Recently i have been looking into sorting algorithms, and like many intro to algorithms books the one I have begun to read starts off with a selection sort implementation. the code went as follows...

Implementation A

//a is an array of ints.
int n = a.length;
    for(int i = 0; i < n; i ++){
        int min =0;
        for( int x = i+1; x <n;x++){
            if(a[x].compareTo(a[i])<0){
                Comparable tmp = a[i];
                a[i] = a[x];
                a[x] = tmp;                 
            }
        }
    }

After analyzing the code block i altered the algorithm to the following.

Implementation B

//a is an array of ints
int n = a.length;
    for(int i = 0; i < n; i ++){
        int min =i;
        for( int x = i+1; x <n;x++){
            if(a[x].compareTo(a[min])<0){
                        min=x;      
            }
        }

        if(min>i){
            Comparable tmp = a[i];
            a[i] = a[min];
            a[min] = tmp;
        }

    }

I have also found similar implementations online using the min value to locate the smallest value within the array and then swapping it out with the item in position i of the array.

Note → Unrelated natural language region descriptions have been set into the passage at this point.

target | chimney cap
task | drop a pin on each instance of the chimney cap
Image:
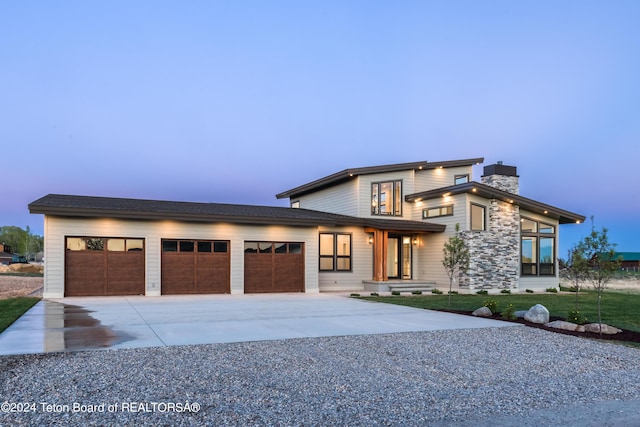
(500, 169)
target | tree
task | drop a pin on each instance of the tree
(456, 258)
(21, 241)
(600, 256)
(576, 268)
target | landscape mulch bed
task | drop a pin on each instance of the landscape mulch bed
(624, 336)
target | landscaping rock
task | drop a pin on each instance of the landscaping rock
(537, 314)
(566, 326)
(482, 312)
(606, 329)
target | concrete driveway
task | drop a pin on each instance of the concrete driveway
(83, 323)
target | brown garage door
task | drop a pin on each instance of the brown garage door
(96, 266)
(273, 267)
(195, 267)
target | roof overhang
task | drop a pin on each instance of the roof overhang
(348, 174)
(488, 192)
(140, 209)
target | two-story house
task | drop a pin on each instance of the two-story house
(359, 229)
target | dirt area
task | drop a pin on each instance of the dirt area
(19, 285)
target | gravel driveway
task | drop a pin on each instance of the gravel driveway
(480, 377)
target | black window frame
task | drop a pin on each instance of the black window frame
(448, 211)
(538, 268)
(396, 199)
(484, 216)
(334, 255)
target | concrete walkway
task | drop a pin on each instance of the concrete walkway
(83, 323)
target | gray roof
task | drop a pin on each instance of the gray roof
(91, 206)
(486, 191)
(348, 174)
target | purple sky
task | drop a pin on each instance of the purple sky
(235, 101)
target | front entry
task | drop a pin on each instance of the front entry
(399, 257)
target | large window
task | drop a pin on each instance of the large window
(386, 198)
(335, 252)
(537, 248)
(478, 222)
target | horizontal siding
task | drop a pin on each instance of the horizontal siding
(341, 199)
(361, 263)
(153, 231)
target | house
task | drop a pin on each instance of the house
(5, 254)
(360, 229)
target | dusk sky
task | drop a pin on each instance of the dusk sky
(236, 101)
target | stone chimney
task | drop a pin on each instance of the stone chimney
(502, 177)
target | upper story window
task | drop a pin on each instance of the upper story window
(386, 198)
(461, 179)
(438, 211)
(478, 220)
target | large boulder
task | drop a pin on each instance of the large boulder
(482, 312)
(606, 329)
(537, 314)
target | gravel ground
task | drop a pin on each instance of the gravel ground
(494, 376)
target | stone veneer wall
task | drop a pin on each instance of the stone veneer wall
(502, 182)
(495, 253)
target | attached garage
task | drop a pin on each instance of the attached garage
(195, 267)
(273, 267)
(97, 266)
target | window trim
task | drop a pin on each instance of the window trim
(538, 268)
(425, 212)
(395, 199)
(460, 176)
(484, 216)
(334, 253)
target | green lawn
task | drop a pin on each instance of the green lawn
(11, 309)
(619, 309)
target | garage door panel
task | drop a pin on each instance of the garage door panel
(194, 272)
(278, 270)
(97, 271)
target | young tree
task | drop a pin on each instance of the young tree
(600, 255)
(456, 258)
(576, 268)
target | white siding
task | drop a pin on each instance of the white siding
(361, 263)
(341, 199)
(56, 228)
(428, 255)
(364, 202)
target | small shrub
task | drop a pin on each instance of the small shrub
(509, 313)
(491, 305)
(575, 316)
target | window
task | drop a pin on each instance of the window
(461, 179)
(386, 198)
(436, 212)
(100, 244)
(335, 252)
(537, 248)
(193, 246)
(478, 222)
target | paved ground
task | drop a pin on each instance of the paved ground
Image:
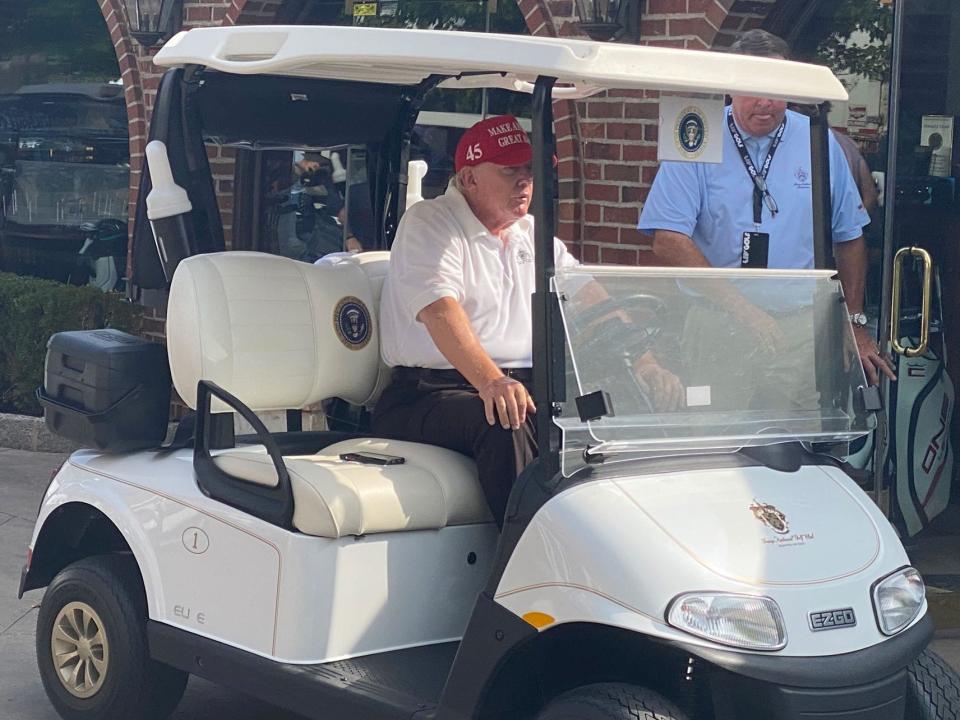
(23, 480)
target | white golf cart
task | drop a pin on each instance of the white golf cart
(708, 562)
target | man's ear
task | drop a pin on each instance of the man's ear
(468, 178)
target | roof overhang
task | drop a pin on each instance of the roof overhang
(407, 57)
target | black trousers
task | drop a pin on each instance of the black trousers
(440, 407)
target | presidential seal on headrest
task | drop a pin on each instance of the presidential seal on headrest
(352, 321)
(691, 123)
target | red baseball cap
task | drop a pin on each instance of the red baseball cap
(498, 139)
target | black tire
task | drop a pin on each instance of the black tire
(611, 701)
(933, 689)
(123, 682)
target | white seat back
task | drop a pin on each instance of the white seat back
(275, 332)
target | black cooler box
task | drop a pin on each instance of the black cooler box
(106, 389)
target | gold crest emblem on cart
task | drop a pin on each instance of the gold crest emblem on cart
(770, 516)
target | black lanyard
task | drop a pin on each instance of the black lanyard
(761, 193)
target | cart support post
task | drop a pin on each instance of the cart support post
(822, 203)
(544, 300)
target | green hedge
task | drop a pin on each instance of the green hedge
(31, 310)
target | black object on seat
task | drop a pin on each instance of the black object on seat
(106, 390)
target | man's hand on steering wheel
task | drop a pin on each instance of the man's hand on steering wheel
(665, 388)
(507, 399)
(873, 361)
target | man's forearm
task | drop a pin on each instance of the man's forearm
(851, 260)
(678, 250)
(675, 249)
(451, 331)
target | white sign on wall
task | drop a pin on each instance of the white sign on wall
(691, 129)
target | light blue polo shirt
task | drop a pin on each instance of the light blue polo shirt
(713, 203)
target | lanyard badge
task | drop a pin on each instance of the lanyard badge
(761, 193)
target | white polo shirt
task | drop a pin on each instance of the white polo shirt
(442, 250)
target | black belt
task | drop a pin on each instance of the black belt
(435, 376)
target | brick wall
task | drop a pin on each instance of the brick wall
(606, 144)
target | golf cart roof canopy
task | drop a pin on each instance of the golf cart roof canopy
(408, 57)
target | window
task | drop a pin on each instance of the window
(64, 157)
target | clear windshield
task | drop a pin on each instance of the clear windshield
(704, 359)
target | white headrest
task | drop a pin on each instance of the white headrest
(275, 332)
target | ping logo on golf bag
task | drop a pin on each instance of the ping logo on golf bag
(770, 516)
(832, 619)
(351, 319)
(933, 448)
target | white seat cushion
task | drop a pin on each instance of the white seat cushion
(433, 488)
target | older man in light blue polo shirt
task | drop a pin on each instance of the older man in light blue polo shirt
(703, 214)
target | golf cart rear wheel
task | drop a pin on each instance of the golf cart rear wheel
(92, 645)
(933, 689)
(611, 701)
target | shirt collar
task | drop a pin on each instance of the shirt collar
(472, 225)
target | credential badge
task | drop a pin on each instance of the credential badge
(352, 321)
(770, 516)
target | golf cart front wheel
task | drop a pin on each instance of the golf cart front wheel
(92, 646)
(611, 701)
(933, 689)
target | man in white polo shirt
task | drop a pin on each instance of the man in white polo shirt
(455, 312)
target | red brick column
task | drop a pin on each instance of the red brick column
(616, 132)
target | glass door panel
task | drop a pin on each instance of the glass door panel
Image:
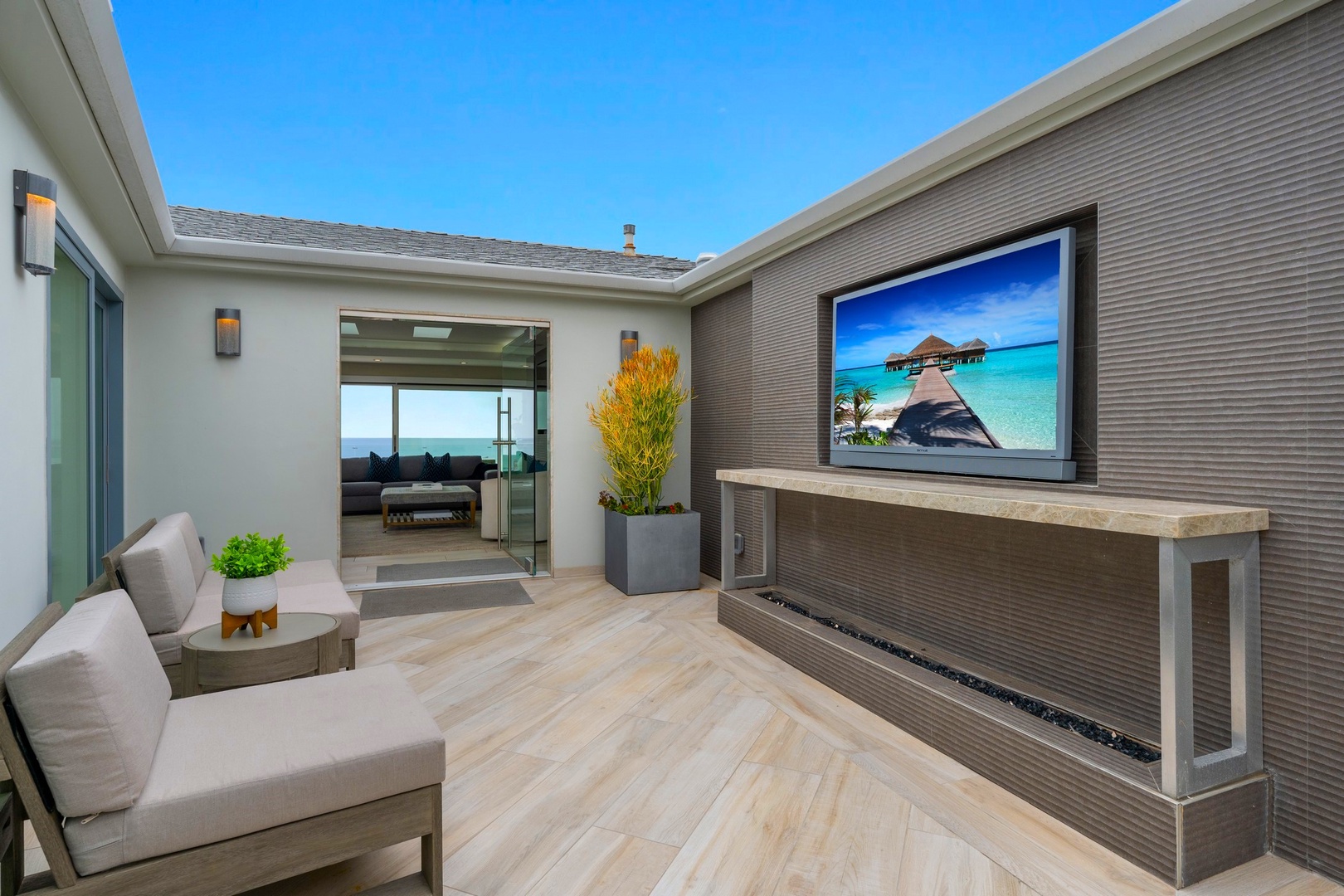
(518, 468)
(71, 464)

My question, Is there something incorrect with the second implementation? is this not a proper selection sort because it is not swapping out every element it locates that is smaller then the item at position i, but instead waits till it finds the smallest item in the array prior to swapping?

I have run some tests with both algorithms with over 10000 array values and the second implementation always finishes first, by almost double the speed. These tests were on randomized arrays.